This was Arsenal’s only traditional Saturday 3pm kick-off at home in the opening 11 weeks of the season, and it was just like the good old days at the Emirates. The threat of crisis that looms constantly over the club was abated, for a week at least, as the Gunners brushed aside a Bournemouth side that is suddenly finding life in the elite hard.
With their nerves calmed by a sixth-minute header from Danny Welbeck Arsenal produced some trademark sparkling inter-passing as they eased to victory with further goals from Alexandre Lacazette and Welbeck again.
However, few here will be lulled into believing in a golden future just yet, not with Sunday’s visit to Stamford Bridge fast approaching. A header against the post by Jermain Defoe highlighted defensive weaknesses stronger opponents will punish. If Arsenal avoid ignominy at Chelsea then, perhaps, the internal tensions will ease.

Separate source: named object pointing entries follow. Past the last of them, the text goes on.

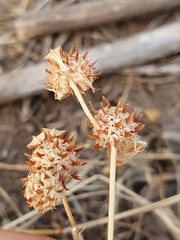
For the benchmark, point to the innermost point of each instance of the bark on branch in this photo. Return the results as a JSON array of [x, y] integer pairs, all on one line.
[[132, 51], [86, 14]]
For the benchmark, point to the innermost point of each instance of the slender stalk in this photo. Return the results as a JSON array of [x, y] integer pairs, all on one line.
[[83, 104], [112, 185], [75, 231]]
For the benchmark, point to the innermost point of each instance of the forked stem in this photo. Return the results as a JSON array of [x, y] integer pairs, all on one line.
[[75, 231], [112, 184], [83, 104]]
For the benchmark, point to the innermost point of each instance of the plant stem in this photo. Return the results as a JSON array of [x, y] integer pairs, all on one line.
[[112, 185], [83, 104], [75, 231]]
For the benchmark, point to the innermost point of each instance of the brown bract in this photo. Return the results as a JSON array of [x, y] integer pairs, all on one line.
[[52, 164], [118, 127], [66, 67]]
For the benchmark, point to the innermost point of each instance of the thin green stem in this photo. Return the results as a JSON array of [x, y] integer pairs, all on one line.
[[112, 185]]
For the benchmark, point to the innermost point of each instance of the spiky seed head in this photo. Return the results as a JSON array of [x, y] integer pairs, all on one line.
[[52, 164], [66, 67], [117, 127]]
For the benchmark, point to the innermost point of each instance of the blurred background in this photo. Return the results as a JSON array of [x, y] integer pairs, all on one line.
[[137, 44]]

Since the giddy euphoria of the season-opening 4-3 win over Leicester City the Gunners endured chastening defeats at Stoke and Liverpool. Arsene Wenger said in his programme notes that the 4-0 drubbing in the latter prompted him to question everything, but added he still believed in his players and, whilst not ‘in denial’, it was one match of 38. Nevertheless, he was as aware as anyone that the fans are also questioning his methods, and with less belief in their continuing efficacy. Arsenal thus needed a good start.
Danny Welbeck bagged two for the Gunners (Getty)
Welbeck provided it. After a quiet opening Aaron Ramsey and Sead Kolasinac combined on the left enabling the Bosnian to run away from Harry Arter before delivering a cross Welbeck, twisting backwards, steered inside the near post off his shoulder. That settled both the players and crowd and Arsenal took a control they rarely relinquished.
Wenger had made three changes from the XI embarrassed at Liverpool: Out went Rob Holding, the transferred Alex Oxlade-Chamberlain, and Alexis Sanchez, though that was mostly a reflection of his midweek international commitments in South America rather than his fitness or near-exit to Manchester City. Two new signings mystifyingly omitted on Merseyside, Lacazette and Kolasinac, were recalled along with Shkodran Mustafi, the latter having seemed surplus to requirements before the transfer window closed.
Eddie Howe had opted to match Arsenal’s 4-3-3, pushing up Ryan Fraser and Joshua KIng either side of Jermain Defoe. Pointless after three matches the Cherries needed a result as badly as their hosts. However, the formation did not work and Howe later switched to a back four.
Asmir Begovic dives to make a save (Getty)
The post-international break match is usually a good time to play a team such as Arsenal, with their phalanx of well-travelled players but the Gunners looked sharp. Their pressing was notably more urgent than at Anfield and Bournemouth, themselves a good passing side, struggled to make headway.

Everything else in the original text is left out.